Soil Organic Carbon (SOC) content is a key element for soil fertility and productivity, nutrient availability and potentially represents a measurement of the sink for greenhouse gas abatement. Improving our knowledge on the spatial distribution of SOC is hence essential for sustainable nutrient management and carbon storage capacity. The objective of this study was to evaluate the performance of six tree-based machine-learning models when using environmental variables (i.e., remote sensing and terrain attributes - scenario 1), Fourier Transform Infrared Spectroscopy (FTIR) data (scenario 2) and combination of environmental variables and FTIR data (scenario 3) as predictors in prediction of SOC content. The models included Random Forest, Cubist, Conditional Inference Forest, Conditional Inference Trees, Extreme Gradient Boosting and Classification, Regression Trees. Furthermore, we explored if the Bat optimization algorithm can improve the prediction accuracy of the models. The study was conducted across a 7000 ha field in the Miandoab County, Northern Iran, with a total of 80 soil samples collected systematically in a regular grid (700 × 1000 m). According to Leave-One-Out Cross-Validation, the best prediction performance was achieved by the Cubist+Bat model when environmental variables and FTIR spectra (scenario 3) were used (Coefficient of determination = 0.73, Concordance Correlation Coefficient = 0.77, Root Mean Square Error = 0.36, Mean Absolute Error = 0.31, Median Absolute Error = 0.28).

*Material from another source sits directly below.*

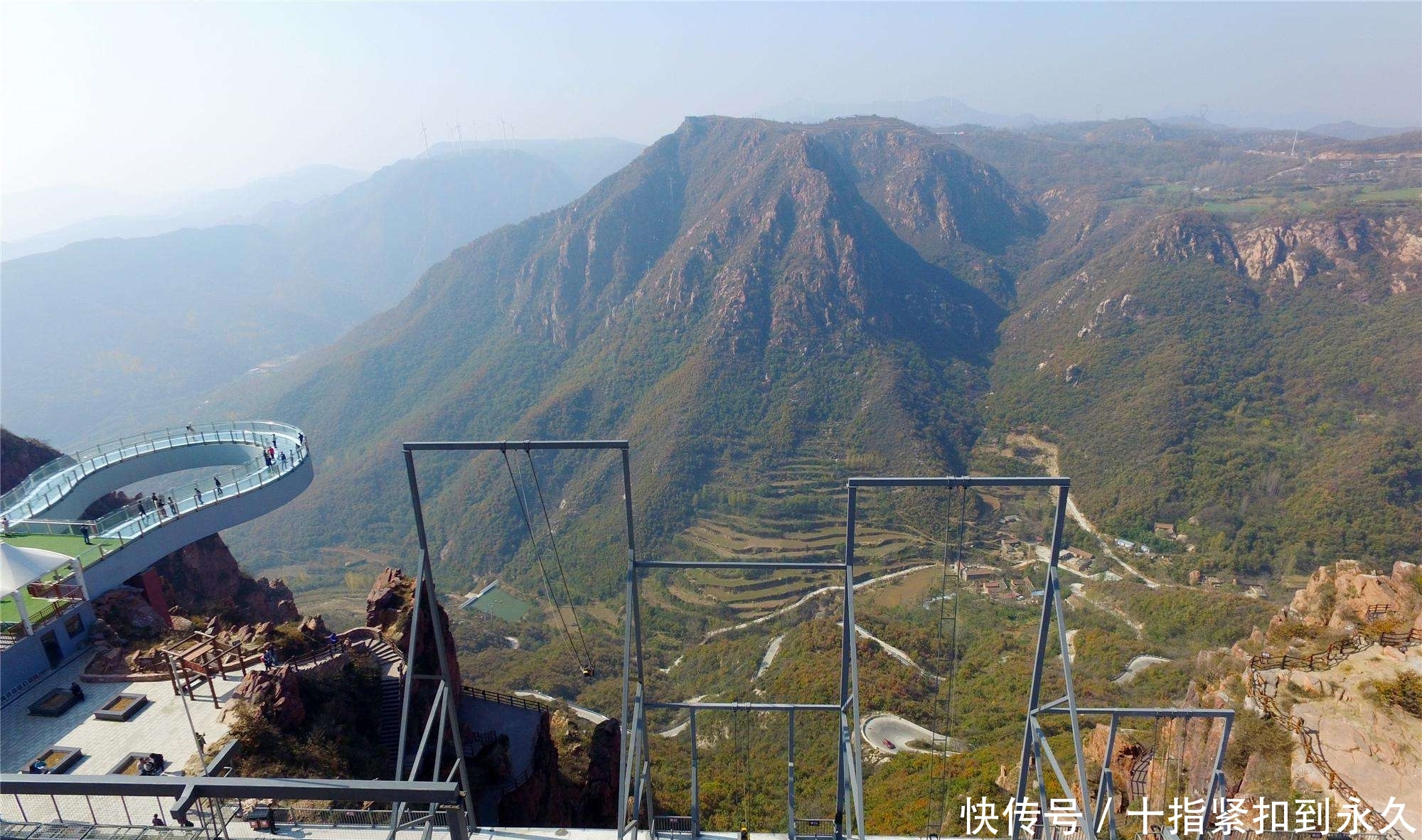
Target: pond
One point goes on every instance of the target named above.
(501, 605)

FTIR data had the highest influence on the prediction accuracy of SOC. Therefore, it can be concluded that the combination of environmental variables and FTIR data with Cubist+Bat model as a precise approach to monitor SOC in semi-arid soils of Iran. The final Digital Soil Map (DSM) of SOC revealed that improvements in prediction might be possible with the collection of more soil samples in areas where the land use and topography changed over short spatial scales.